But unlike 2019, when Fayetteville-Manlius won its first-ever sectional crown at B’ville’s expense, these Bees would storm back and, with two huge rallies, charge out in front to defeat the Wildcats 13-7 and take back the crown it las held in 2018.
An enormous crowd was on hand, catching both this game and the pair of lacrosse sectional finals taking place a few hundred yards away at Pelcher-Arcaro Stadium.
What they saw, on the diamond, was a B’ville side which weathered a third-inning nightmare that quickly erased an early 1-0 lead.
With two out and two on, Nick Jessen hit a fly ball that got dropped in right field. That was the first of four errors in a matter of minutes that led to six WG runs, half of them racing home on Jacob Klementowski’s bases-clearing double.
The crucial moment in B’ville’s comeback came in the bottom of the third, again with two outs. With a runner on, Aiden Milburn sent a Jessen pitch deep over the left-field fence, right along the foul line. After a discussion, the umpires ruled it was fair, a home run.
Though the Wildcats still led 6-3, the Bees had got to Jessen, considered the Wildcats’ ace, and that confidence would carry over into the bottom of the fourth after WG had tacked on another run to make it 7-3.
A walk and two well-placed grounders loaded the bases with one out without the ball leaving the infield before Kai Girard struck for a two-run single that cut the Wildcats’ lead in half.
Another ground ball made it 7-6, and when Milburn returned to connect on a two-run double, B’ville had the lead for good, but it still wasn’t done, loading the bases again and seeing another run score when Eric Korzeniewski, who relieved Jessen, uncorked a wild pitch.

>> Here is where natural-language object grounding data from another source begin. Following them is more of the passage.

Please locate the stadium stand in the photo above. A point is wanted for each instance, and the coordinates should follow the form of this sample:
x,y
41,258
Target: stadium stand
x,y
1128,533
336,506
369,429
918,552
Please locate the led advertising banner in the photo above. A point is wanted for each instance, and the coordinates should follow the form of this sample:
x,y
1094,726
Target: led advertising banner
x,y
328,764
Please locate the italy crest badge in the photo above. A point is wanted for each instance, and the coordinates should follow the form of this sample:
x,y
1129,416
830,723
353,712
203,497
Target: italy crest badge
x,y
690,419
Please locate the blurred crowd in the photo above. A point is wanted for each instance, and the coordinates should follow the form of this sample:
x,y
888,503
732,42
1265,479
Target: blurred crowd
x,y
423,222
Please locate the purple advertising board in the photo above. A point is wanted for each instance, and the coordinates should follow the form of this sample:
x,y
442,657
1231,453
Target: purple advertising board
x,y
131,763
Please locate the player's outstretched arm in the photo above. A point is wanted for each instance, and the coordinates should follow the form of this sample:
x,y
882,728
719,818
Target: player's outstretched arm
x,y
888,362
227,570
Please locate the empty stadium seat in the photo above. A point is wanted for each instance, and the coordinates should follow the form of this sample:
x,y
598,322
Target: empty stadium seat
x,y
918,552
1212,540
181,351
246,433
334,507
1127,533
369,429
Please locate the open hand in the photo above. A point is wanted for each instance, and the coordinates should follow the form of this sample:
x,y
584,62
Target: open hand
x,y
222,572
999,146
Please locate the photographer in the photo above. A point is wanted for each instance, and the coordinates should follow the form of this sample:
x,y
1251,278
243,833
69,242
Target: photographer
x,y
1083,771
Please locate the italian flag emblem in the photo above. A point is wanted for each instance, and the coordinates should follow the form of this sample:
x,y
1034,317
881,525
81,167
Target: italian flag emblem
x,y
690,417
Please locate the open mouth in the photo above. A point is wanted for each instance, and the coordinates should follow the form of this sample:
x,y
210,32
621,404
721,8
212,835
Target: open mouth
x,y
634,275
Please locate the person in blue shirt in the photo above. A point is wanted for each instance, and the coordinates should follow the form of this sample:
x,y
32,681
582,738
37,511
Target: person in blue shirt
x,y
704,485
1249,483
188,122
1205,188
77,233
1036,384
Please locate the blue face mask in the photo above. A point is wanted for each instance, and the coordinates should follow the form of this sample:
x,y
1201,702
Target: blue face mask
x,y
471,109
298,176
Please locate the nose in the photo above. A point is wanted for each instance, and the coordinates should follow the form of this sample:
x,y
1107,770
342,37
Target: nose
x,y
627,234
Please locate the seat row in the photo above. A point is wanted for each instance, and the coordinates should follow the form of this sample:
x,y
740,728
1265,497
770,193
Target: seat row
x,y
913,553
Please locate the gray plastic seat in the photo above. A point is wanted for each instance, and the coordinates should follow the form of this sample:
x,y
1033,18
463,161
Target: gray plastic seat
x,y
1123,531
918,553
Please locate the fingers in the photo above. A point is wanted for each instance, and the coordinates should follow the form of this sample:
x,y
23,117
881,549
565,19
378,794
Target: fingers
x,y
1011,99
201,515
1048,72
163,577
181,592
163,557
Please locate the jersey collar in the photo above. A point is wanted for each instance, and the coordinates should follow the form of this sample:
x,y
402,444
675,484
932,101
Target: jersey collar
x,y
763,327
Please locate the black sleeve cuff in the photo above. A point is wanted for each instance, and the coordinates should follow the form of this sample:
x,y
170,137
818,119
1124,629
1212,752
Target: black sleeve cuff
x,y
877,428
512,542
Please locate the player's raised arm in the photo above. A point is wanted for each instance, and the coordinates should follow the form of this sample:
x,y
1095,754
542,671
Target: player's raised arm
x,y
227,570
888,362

Just as important as moving out in front was having the Bees’ pitching settle down. Gavin MiIller, in relief of Milburn, tossed a scoreless fifth inning to preserve B’ville’s 9-7 lead.
Then, as Nick Arvantides took his turn on the mound for the last three innings and kept WG’s bats quiet, the Bees settled matters by striking for four more runs in the bottom of the sixth, two of them scoring on Griffin Seeber’s single.
With a seven-team field for the sectional tournament, B’ville was the only team with a bye straight into the semifinals, where it would pull away from no. 4 seed Rome Free Academy to prevail 8-0.
Having gone eight innings to oust Liverpool 1-0 two days earlier, the Black Knights did all it could to hang close with the Bees early after it gave up a first-inning run.
The game was close until the bottom of the fifth, when B’ville knocked out RFA starter Damon Camponaro and plated five runs, then added two more runs in the sixth.
Arvantides, Girard and Perry Chetney had two hits apiece, with Milburn and Matt Carner each scoring twice to match Arvantides.
Meanwhile, pitcher Chris AuClair tossed a complete-game shutout, allowing three hits and two walks while striking out nine. More importantly, his work allowed the rest of the Bees’ pitchers to rest before the final – where they would struggle at first, but flourish at the end and bring a championship home to B’ville.